Bewohnt der Platzwart einer Sportanlage eine sich auf dem Gelände der Sportanlage befindende Dienstwohnung und stellt er dort seinen privaten PKW ab, ist eine während der Öffnungszeiten der Sportanlage von unbekannten Besuchern verursachte Beschädigung des PKW nicht ohne weiteres als beruflich veranlaßt anzusehen.

EStG § 9 Abs. 1 Satz 1.

Vorinstanz: FG Düsseldorf (EFG 1993, 374)

Sachverhalt

Der Kläger und Revisionsbeklagte (Kläger) ist als Platzwart beim Sport- und Bäderamt der Stadt X beschäftigt. Er bewohnt eine Dienstwohnung auf dem Gelände der von ihm betreuten Sportanlage. Im Streitjahr 1988 wurde der in der Nähe der Wohnung abgestellte private PKW des Klägers während der Öffnungszeiten der Sportanlage beschädigt. In seiner Einkommensteuererklärung machte der Kläger Aufwendungen für die Beseitigung von Lackschäden an seinem PKW mit der Begründung als Werbungskosten geltend, daß der Schaden von Besuchern der Sportanlage verursacht worden sei; trotz polizeilicher Bemühungen hätten die Schädiger nicht festgestellt werden können.

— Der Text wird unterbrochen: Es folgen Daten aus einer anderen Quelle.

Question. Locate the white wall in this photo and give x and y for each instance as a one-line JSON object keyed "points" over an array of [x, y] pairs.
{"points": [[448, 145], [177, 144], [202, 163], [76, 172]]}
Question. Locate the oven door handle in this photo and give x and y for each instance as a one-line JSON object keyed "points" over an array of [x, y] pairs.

Der Beklagte und Revisionskläger (das Finanzamt - FA -) erkannte die Aufwendungen nicht als Werbungskosten an.

Das Finanzgericht (FG) gab der Klage statt. Es vertrat die Auffassung, es sei ein objektiver Zusammenhang der Reparaturaufwendungen mit dem Beruf des Klägers zu bejahen. Das Urteil ist in den Entscheidungen der Finanzgerichte (EFG) 1993, 374 veröffentlicht.

Das FA stützt seine Revision auf eine Abweichung zu den Urteilen des Bundesfinanzhofs (BFH) vom 19. März 1982 VI R 25/80 (BFHE 135, 479, BStBl II 1982, 442) sowie vom 25. Mai 1992 VI R 171/88 (BFHE 168, 542, BStBl II 1993, 44).

Es beantragt, die Vorentscheidung aufzuheben und die Klage abzuweisen.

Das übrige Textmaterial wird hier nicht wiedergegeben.